Gecenin bir yarısıydı aklıma düştüğünde,
Serinlik çökmüş bir bahar gecesiydi.
İstanbul’a bakıp, boğazın sularına dalıp düşündüm gözlerini.
Sevda dediğin görünüşte iki hecelik mesele adın gibi...
Gözlerini anlatmaya yetmezken kelimelerim,
Sevdamı sana nasıl anlatayım.
Şimdi bir çay olmalıydı bir de sigara.
Sigaranın dumanı gibi dağılmalıydım.
Biliyorum hüsran bu işin sonu.
Yine bir yıkım bekliyor beni.
Dileğim Yaradandan,
İyice parçalanmasın bu yürek...
Kaderim işte benim, bu yalnızlık…
İnsanlar içinde varmış gibi durmak ama orada olmamak.

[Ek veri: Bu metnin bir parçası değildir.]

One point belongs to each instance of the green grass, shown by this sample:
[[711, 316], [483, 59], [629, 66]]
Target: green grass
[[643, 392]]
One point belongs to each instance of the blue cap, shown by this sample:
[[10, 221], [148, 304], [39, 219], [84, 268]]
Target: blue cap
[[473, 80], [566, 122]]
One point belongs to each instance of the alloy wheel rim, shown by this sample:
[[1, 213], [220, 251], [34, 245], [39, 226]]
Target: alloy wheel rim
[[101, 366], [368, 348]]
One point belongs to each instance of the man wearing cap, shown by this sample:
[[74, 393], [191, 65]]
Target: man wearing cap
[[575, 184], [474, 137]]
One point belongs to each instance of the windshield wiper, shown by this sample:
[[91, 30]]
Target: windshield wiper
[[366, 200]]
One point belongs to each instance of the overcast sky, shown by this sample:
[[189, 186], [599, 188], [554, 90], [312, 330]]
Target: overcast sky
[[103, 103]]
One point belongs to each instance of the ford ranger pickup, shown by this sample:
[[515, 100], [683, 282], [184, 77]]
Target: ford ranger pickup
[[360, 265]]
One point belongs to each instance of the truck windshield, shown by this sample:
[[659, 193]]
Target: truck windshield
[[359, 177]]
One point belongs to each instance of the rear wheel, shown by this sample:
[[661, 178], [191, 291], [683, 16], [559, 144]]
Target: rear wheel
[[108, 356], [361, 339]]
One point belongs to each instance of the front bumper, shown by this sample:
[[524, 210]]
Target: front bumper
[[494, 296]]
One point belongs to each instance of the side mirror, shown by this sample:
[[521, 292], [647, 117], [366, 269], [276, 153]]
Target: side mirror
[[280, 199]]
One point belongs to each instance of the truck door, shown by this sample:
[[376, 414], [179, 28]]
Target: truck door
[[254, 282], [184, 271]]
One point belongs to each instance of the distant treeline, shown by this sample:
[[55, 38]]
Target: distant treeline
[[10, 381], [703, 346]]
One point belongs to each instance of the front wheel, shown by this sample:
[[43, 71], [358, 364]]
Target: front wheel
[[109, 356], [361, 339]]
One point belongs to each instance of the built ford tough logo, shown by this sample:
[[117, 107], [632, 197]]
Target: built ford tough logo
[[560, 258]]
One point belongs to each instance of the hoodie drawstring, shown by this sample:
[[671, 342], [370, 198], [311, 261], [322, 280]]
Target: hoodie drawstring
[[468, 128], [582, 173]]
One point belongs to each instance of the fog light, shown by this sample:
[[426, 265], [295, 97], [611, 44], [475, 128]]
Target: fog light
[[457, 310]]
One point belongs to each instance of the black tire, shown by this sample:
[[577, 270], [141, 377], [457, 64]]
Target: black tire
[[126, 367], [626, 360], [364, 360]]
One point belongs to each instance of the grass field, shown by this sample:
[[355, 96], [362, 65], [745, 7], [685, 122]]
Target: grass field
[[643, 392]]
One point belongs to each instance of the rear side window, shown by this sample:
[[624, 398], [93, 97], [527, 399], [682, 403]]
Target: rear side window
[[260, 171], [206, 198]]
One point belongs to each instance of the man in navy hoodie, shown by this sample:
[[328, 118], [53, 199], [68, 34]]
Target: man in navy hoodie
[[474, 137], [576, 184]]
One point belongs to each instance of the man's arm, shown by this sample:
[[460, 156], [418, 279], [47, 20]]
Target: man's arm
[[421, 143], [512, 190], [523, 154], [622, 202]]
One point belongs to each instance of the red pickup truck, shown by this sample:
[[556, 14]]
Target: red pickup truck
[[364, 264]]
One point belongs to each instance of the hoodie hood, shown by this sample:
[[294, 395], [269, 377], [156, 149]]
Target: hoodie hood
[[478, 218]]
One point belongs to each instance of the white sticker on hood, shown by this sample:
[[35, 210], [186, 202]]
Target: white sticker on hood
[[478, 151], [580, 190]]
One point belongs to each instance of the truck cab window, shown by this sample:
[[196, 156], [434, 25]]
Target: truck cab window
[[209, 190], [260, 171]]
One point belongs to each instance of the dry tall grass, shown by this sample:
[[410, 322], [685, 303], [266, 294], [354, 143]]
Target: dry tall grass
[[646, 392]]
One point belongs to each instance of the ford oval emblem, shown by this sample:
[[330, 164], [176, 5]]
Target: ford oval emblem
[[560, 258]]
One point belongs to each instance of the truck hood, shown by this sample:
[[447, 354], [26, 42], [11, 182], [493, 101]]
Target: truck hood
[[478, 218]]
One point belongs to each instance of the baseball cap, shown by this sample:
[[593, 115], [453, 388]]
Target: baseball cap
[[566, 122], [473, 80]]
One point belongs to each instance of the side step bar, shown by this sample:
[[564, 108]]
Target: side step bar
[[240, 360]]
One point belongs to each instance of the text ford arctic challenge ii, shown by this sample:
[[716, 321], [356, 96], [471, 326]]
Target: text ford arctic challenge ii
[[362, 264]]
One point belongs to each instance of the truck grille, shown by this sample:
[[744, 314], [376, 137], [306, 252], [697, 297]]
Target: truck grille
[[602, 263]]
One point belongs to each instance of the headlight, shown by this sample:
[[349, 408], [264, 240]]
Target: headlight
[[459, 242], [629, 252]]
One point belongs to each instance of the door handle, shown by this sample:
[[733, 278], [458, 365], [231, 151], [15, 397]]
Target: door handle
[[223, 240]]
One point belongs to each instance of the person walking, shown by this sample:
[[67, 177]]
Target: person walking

Tek başına mücadele ediyorum bu dünyayla.
Sen olmalıydın yanımda, işte şurada.
Başımı omzuna koyup dinlenmeliydim.
Hem hasretin, hem yalnızlık çok yordu beni…
Tek başınalığın sancısı yetmezmiş gibi,
Bir de gözlerinin düşü dert oldu garip başıma.
Sevmek kolay olsa, herkes bir Mecnun olurdu.
Elemsiz, dertsiz aşkın adı mı olur, tadı mı olur.
Divaneliğin hazzı olmasaydı bu dünyada.